Dies ist ein sehr schwules Buch. Das mag sich lapidar anhören, wenn ein schwuler Mann über seine 100 Boyfriends schreibt, und doch fühlt es sich 2021 fast anachronistisch an, ein Buch zu lesen, in dem mann*-männliche Sexualität intensiv, dreckig, direkt, schön und unschön, drogengeschwängert, oft frei von Liebe zelebriert wird. Das alleine macht „100 Boyfriends“ lesenswert, denn in den queeren Verhandlungen rund um das Thema „Mann-Sexualitäten“ scheint in den letzten Jahren schleichend eine Entsexualisierung und Tabuisierung eingetreten zu sein.
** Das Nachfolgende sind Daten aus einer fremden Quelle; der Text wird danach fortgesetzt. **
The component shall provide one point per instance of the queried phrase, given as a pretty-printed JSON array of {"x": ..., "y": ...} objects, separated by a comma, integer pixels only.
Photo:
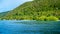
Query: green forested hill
[{"x": 36, "y": 10}]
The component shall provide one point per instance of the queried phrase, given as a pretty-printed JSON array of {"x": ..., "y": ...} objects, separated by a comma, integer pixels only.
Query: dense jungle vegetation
[{"x": 45, "y": 10}]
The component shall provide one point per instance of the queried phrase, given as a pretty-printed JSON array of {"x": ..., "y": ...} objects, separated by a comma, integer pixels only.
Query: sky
[{"x": 7, "y": 5}]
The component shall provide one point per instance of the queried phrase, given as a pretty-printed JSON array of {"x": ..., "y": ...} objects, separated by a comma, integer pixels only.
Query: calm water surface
[{"x": 29, "y": 27}]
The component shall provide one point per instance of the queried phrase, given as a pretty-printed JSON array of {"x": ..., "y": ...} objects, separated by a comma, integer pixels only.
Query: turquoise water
[{"x": 29, "y": 27}]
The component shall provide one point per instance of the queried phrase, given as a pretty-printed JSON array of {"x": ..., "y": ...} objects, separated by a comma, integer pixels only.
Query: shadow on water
[{"x": 29, "y": 27}]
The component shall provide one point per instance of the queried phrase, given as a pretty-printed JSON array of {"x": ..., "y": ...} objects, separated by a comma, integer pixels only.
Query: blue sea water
[{"x": 29, "y": 27}]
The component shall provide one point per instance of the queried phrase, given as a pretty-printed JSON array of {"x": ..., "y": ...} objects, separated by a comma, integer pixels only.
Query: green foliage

Die lobenswerten Anregungen aus der queer-feministischen Philosophie, über das Patriarchale und die ihm innewohnenden Mann-Mechanismen kritisch nachzudenken, führten in der Folge immer wieder auch zu einer unterschwelligen Distanzierung von mann*-männlich geprägten Sexualitäten in queer-schwulen Kontexten, beziehungsweise deren Verhandlungen. Überkommt der queer-politische Mann* seine innewohnenden patriarchalen Privilegien nur in der Abkehr von mann*-männlichen, fordernden Sexualitäten? Natürlich nicht nur: queere Partykultur in Berlin oder London schafft grandiose, atemlose Räume des Queer-Männlichen, aber wir sind weit entfernt von den 1980er und 90er Jahren, in denen schwule mann*-männliche Rituale mehr oder minder offen zelebriert wurden.

Brontez Purnell – Foto: Drew Stevens

In atemlosem Tempo und desillusionierender Klarheit schreibt Purnell über die endlose Reihe meist drogengeschwängerter Ficks seiner Protagonisten: „Heute, morgen und von vorne“. Kühl, emotionsgedämpft, rastlos – „so ist mir der Wunsch, von einer Welle namenloser Männer überflutet zu werden, durchaus nicht fremd!“

Fick folgt auf Fick, Droge auf Droge und austauschbarer Sexpartner auf Sexpartner. Selten geht es um Beziehungen oder gar Freundschaften und Liebe. Im Erzählen beschreibt Purnell somit ein grundsätzliches Alleinsein des Menschen an sich. Wenn in der romantischen Überhöhung der Sex-Akt als Verschmelzung von zwei Körpern oder gar die Verschmelzung zweier Seelen empfunden wird, so sagt uns Purnell mit diesem Buch, dass dies niemals sein Konzept von Sexualität ist. Gerade beim sexuellen Akt scheinen Purnells Protagonisten allein zu sein. Der Akt ist meist Triebabfuhr, nur selten soziale Kommunikation.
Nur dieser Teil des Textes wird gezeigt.